The 10 Most Dramatic Holes in Arizona
In reference to golf in Arizona, Tom Weiskopf once said, "By law, we can only irrigate 90 acres of turf. Consequently, most of the new courses are target-oriented. On the plus side, this makes for a unique, dramatic look, the striking contrasts of green formality against the rugged desert backdrop."
With a nod to that aesthetic sensibility, we present the 10 most dramatic desert holes you can play, in alphabetical order.
Boulders Resort (South Course), Carefree
6th hole, 355 yards, par 4
Architect: Jay Morrish (1991)
$75-$285, 480-488-9028, bouldersclub.com
You literally tee off atop a gigantic, prehistoric boulder, straight out of "The Flintsones," to a sunken fairway framed by desert and a lake that hugs the right side. A full-blooded slice will find the hotel lobby.
The Gallery Golf Club at Dove Mountain (North Course), Marana
9th hole, 725 yards, par 5
Architects: John Fought/Tom Lehman (1999)
$75-$195, 520-744-4700, gallerygolf.com
Admittedly this king-sized hole plays downhill, but a lake to the right, a phalanx of bunkers and an undulating green fronted by an arroyo make 5s here a coveted prize.
Gold Canyon Golf Club (Dinosaur Mountain Course), Gold Canyon
4th hole, 467 yards, par 4
Architect: Ken Kavanaugh (1987)
$74-$139, 480-982-9449, gcgr.com
An elevated tee, a wide, right-to-left sloping fairway, saguaro-studded rough and overwhelming views of the Superstition Mountains define this tremendous par-4 some 45 minutes east of Phoenix.
Grayhawk Golf Club (Talon Course), Scottsdale
11th hole, 175 yards, par 3
Architects: David Graham/Gary Panks (1994)
$50-$220, 480-502-1800, grayhawkgolf.com
"Swinging Bridge" starts with a walk over a swaying rope bridge to the back tee, then calls for a healthy carry over a box canyon filled with thorny underbrush to a two-tiered, boldly bunkered green.
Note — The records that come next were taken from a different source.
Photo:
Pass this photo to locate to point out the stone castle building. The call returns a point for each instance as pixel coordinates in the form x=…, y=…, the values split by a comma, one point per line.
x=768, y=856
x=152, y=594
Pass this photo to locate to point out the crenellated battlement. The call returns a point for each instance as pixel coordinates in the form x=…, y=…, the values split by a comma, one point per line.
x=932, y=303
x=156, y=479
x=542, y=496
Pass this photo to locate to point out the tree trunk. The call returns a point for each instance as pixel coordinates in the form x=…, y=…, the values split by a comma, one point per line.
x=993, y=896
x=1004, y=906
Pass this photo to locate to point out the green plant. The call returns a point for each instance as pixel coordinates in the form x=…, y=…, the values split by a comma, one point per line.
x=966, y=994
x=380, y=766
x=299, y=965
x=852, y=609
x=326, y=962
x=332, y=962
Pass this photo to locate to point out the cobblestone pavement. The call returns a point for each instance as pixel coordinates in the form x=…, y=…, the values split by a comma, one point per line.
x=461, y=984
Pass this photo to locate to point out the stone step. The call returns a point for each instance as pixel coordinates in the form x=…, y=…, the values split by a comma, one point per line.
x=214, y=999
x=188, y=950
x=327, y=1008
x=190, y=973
The Phoenician Golf Club (Desert Course), Scottsdale
6th hole, 180 yards, par 3
Architect: Jack Snyder (1981)
$29-$199, 480-423-2449, thephoenician.com
On a shortish course full of stunning scenery, this drop-shot hole is the showstopper, primarily due to its side-of-the-mountain tee box, unforgettable views of downtown Scottsdale and mountain ranges far and wide.
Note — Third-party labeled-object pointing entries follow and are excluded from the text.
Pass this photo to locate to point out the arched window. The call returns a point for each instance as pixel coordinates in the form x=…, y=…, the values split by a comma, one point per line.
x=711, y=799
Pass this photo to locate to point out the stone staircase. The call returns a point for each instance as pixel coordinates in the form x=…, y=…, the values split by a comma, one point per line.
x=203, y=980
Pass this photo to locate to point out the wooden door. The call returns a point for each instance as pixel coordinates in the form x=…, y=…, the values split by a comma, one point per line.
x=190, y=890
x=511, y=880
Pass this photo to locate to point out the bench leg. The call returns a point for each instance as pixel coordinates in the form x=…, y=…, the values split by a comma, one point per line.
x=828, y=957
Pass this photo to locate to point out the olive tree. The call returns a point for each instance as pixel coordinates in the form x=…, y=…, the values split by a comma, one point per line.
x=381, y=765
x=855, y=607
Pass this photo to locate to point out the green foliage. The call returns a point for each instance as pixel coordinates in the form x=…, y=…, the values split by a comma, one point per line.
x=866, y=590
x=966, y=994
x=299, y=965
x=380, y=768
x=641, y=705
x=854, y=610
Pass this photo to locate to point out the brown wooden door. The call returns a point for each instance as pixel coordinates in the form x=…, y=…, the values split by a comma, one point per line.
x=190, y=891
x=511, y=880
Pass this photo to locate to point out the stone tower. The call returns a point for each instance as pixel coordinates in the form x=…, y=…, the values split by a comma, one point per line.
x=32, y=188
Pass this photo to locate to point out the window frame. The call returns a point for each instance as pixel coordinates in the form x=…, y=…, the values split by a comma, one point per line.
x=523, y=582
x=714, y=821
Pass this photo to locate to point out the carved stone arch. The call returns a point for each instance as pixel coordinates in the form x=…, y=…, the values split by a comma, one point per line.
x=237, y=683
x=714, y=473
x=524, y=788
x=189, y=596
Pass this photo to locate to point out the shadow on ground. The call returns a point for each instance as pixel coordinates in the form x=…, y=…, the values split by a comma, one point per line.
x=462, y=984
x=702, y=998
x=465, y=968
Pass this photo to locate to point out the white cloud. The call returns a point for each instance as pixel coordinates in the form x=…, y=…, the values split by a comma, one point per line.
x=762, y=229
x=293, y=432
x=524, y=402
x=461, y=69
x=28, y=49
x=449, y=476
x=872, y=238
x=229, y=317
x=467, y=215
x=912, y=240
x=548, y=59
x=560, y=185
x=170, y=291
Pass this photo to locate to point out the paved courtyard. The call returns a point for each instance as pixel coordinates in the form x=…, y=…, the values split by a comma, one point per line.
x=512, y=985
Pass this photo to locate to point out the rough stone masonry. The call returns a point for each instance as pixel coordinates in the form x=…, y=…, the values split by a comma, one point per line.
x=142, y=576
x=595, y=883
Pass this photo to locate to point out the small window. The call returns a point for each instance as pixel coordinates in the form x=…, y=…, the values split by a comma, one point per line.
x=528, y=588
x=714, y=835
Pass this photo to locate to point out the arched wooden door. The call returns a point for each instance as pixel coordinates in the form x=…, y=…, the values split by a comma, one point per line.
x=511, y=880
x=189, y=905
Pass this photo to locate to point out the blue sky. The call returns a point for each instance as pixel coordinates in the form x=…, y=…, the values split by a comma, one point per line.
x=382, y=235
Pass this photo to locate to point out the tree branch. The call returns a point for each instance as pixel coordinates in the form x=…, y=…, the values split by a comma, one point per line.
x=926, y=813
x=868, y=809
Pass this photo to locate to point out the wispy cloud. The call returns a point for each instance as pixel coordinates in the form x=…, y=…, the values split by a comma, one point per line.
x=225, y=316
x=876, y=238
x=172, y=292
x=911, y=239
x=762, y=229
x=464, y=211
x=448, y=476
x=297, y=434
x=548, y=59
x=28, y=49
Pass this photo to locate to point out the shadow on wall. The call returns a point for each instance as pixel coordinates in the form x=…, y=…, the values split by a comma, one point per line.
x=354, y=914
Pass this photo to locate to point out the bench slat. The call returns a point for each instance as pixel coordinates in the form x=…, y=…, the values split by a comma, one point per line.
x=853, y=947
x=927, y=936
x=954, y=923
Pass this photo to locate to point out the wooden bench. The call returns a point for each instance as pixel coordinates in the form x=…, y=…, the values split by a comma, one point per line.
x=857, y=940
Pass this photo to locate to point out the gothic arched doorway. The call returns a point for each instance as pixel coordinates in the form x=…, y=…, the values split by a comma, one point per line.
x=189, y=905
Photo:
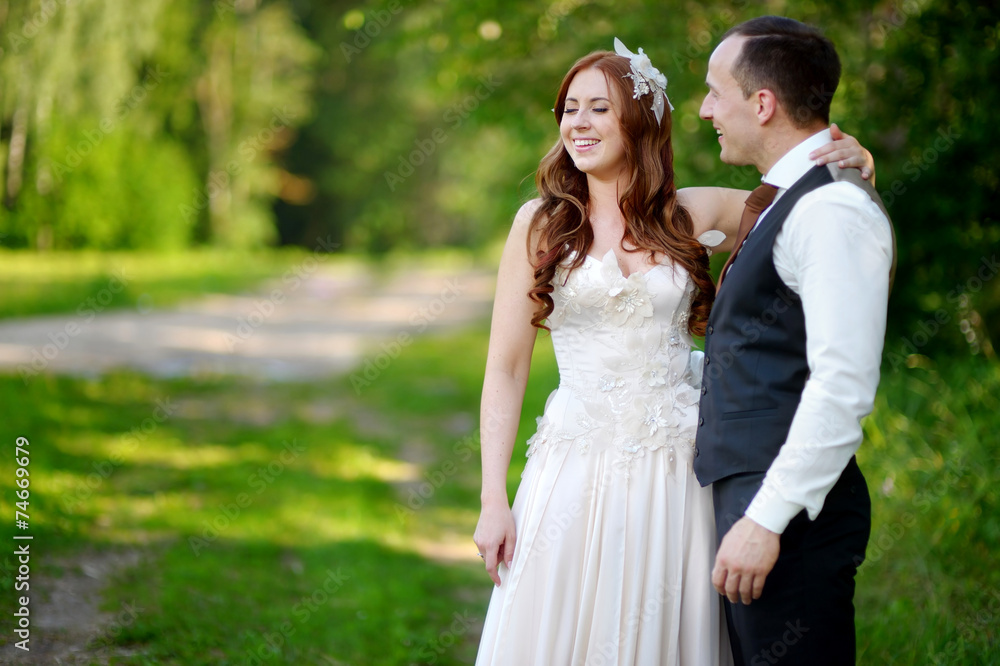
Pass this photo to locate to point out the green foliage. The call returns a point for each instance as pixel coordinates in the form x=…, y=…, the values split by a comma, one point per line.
x=119, y=134
x=68, y=281
x=391, y=124
x=930, y=461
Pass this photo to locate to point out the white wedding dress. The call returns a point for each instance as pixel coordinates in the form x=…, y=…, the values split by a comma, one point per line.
x=615, y=537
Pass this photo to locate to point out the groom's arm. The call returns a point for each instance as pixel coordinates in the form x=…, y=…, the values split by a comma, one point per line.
x=834, y=250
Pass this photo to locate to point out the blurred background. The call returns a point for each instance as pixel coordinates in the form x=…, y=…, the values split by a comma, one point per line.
x=188, y=157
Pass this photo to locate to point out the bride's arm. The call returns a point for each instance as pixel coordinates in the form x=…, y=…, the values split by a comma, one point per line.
x=720, y=208
x=512, y=339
SunRidge Canyon Golf Club, Fountain Hills
17th hole, 209 yards, par 3
Architect: Keith Foster (1995)
Two sets of tees, located 300 yards apart and used on alternating days, approach the horseshoe-shaped green from two different angles. They are both spectacular shots from elevated tees amid rock- and cactus-covered slopes.
TPC Scottsdale (Stadium Course), Scottsdale
17th hole, 332 yards, par 4
Architects: Tom Weiskopf/Jay Morrish (1986)
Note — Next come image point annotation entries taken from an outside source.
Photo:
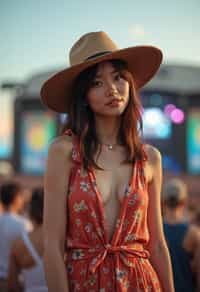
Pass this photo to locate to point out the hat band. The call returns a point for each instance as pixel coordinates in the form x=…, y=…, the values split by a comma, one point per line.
x=98, y=55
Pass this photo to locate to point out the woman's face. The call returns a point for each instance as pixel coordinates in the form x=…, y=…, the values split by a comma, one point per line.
x=109, y=93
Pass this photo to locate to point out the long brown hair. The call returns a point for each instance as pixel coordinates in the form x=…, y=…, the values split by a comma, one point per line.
x=81, y=119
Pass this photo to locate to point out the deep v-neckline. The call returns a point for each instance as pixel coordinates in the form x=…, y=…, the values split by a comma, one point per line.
x=121, y=213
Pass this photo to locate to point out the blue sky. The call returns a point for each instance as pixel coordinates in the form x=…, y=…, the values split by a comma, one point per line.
x=36, y=35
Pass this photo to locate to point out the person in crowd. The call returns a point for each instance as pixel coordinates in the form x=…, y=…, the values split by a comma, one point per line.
x=12, y=225
x=26, y=263
x=182, y=237
x=102, y=216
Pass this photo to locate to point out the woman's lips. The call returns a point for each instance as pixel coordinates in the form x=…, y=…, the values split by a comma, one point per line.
x=114, y=102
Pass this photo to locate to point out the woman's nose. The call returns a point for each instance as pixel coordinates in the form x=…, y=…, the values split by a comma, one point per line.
x=111, y=89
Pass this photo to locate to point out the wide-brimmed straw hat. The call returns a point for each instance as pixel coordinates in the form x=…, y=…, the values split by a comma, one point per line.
x=92, y=48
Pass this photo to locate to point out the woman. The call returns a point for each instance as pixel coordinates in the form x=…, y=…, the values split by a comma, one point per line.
x=102, y=186
x=26, y=254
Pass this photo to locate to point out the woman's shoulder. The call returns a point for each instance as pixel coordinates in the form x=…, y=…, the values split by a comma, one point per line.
x=153, y=154
x=21, y=253
x=61, y=145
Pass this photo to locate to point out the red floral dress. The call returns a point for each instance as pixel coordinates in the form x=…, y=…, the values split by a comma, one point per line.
x=93, y=263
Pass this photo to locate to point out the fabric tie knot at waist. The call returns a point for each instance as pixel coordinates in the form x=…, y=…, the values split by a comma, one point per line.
x=96, y=256
x=124, y=252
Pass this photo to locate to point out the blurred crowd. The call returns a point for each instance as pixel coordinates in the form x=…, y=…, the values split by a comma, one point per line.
x=21, y=237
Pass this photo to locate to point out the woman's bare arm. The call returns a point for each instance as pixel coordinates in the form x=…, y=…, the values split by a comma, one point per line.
x=159, y=254
x=55, y=213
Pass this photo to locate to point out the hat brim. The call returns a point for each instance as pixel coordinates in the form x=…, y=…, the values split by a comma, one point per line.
x=143, y=62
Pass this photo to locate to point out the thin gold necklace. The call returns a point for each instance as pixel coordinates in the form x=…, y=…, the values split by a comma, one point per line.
x=109, y=145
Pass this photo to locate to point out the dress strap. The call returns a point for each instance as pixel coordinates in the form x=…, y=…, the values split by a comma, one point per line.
x=31, y=248
x=140, y=179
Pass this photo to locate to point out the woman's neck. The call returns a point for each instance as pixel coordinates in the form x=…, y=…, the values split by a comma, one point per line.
x=107, y=130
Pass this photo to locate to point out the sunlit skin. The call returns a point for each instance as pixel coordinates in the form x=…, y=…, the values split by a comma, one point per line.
x=108, y=97
x=109, y=94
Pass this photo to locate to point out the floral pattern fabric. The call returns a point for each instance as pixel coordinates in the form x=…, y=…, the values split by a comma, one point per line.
x=94, y=263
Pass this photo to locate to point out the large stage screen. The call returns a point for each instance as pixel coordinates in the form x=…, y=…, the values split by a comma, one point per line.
x=35, y=129
x=193, y=141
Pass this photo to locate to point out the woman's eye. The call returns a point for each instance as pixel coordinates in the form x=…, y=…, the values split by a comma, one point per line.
x=96, y=83
x=118, y=77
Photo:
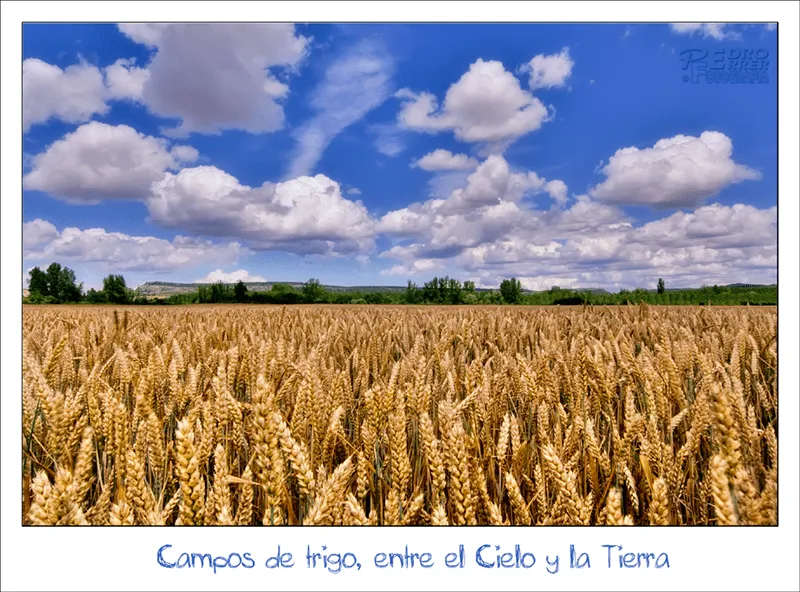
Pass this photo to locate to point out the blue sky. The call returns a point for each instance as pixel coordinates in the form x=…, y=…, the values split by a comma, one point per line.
x=561, y=154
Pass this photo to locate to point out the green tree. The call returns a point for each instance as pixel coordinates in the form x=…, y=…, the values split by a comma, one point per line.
x=61, y=284
x=37, y=286
x=412, y=295
x=115, y=290
x=240, y=291
x=313, y=291
x=511, y=290
x=96, y=296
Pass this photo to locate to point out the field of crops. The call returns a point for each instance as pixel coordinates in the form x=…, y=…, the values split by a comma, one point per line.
x=385, y=415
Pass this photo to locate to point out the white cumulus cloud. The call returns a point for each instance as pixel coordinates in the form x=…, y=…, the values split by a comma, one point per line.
x=682, y=171
x=216, y=76
x=230, y=277
x=487, y=104
x=355, y=84
x=76, y=93
x=444, y=160
x=100, y=161
x=302, y=215
x=123, y=252
x=549, y=71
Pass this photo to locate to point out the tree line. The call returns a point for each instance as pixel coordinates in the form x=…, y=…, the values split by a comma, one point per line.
x=57, y=285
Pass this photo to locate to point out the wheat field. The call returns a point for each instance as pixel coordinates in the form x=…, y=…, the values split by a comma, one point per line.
x=383, y=415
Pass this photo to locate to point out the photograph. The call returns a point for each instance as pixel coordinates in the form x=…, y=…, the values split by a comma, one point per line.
x=398, y=274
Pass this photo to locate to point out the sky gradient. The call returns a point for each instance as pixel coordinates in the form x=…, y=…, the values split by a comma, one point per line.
x=572, y=155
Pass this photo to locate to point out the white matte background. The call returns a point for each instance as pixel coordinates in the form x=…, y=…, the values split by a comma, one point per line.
x=119, y=558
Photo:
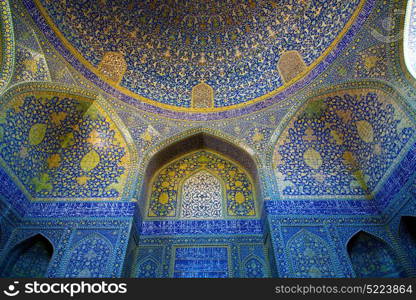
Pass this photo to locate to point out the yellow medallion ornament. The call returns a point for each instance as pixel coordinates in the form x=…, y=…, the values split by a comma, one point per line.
x=312, y=158
x=90, y=161
x=37, y=134
x=365, y=131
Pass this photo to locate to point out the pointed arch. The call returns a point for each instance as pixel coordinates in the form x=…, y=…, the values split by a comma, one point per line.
x=310, y=256
x=191, y=142
x=147, y=268
x=89, y=257
x=372, y=257
x=29, y=259
x=254, y=267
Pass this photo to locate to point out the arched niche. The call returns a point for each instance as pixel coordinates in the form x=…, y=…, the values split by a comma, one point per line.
x=372, y=257
x=199, y=142
x=407, y=234
x=310, y=256
x=29, y=259
x=89, y=258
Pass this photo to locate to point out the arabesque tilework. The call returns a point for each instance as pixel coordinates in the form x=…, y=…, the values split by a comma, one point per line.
x=313, y=177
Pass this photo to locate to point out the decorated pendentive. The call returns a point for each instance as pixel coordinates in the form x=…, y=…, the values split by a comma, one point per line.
x=201, y=185
x=340, y=144
x=59, y=145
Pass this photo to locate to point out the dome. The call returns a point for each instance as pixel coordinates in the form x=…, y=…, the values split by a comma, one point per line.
x=199, y=56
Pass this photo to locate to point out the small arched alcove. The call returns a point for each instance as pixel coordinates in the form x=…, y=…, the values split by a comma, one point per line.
x=407, y=233
x=206, y=147
x=372, y=257
x=201, y=208
x=28, y=259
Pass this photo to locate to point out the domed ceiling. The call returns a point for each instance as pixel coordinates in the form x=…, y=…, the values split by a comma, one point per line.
x=199, y=56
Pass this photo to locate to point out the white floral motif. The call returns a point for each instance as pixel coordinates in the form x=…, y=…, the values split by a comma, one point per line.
x=202, y=197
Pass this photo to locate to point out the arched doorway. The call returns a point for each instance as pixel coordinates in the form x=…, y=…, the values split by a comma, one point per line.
x=201, y=213
x=28, y=259
x=373, y=258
$67-$249, 480-585-4334, tpc.com/Scottsdale
In-your-face vistas of the McDowell Mountains lend grandeur to this flat, drivable par-4, but the drama emerges from the design itself, where cross bunkers, native desert areas and a funky green crowded by water lead to thought-provoking shot options.
Troon North (Monument Course), Scottsdale
3rd hole, 564 yards, par 5
Architects: Tom Weiskopf/Jay Morrish (1990)
The feature that gave the course its name is a massive boulder placed squarely in the center of the landing zone, 240 yards from the green at this dogleg right. Go left, right or over it or lay up short but either way, you must deal with it.
Ventana Canyon Golf Club (Mountain Course), Tucson
3rd hole, 107 yards, par 3
Architect: Tom Fazio (1984)
$63-$225 520-577-1400, ventanacanyonclub.com
"Hole in the Wall," as it's called, is the most dramatic desert hole of all. It demands an impossibly short drop shot over a cactus- and boulder-infested canyon to a tiny, two-tier green.
We-Ko-Pa Golf Club (Cholla Course), Fort McDowell
8th hole, 605 yards, par 5
Architect: Scott Miller (2001)
$45-$210, 480-836-9000, wekopa.com
This downhill, dogleg right serves up stirring mountain backdrops and dense desert foliage, but complicating matters is a dry wash that bisects the fairway at 150 yards out and slithers on a diagonal to the left side of the green.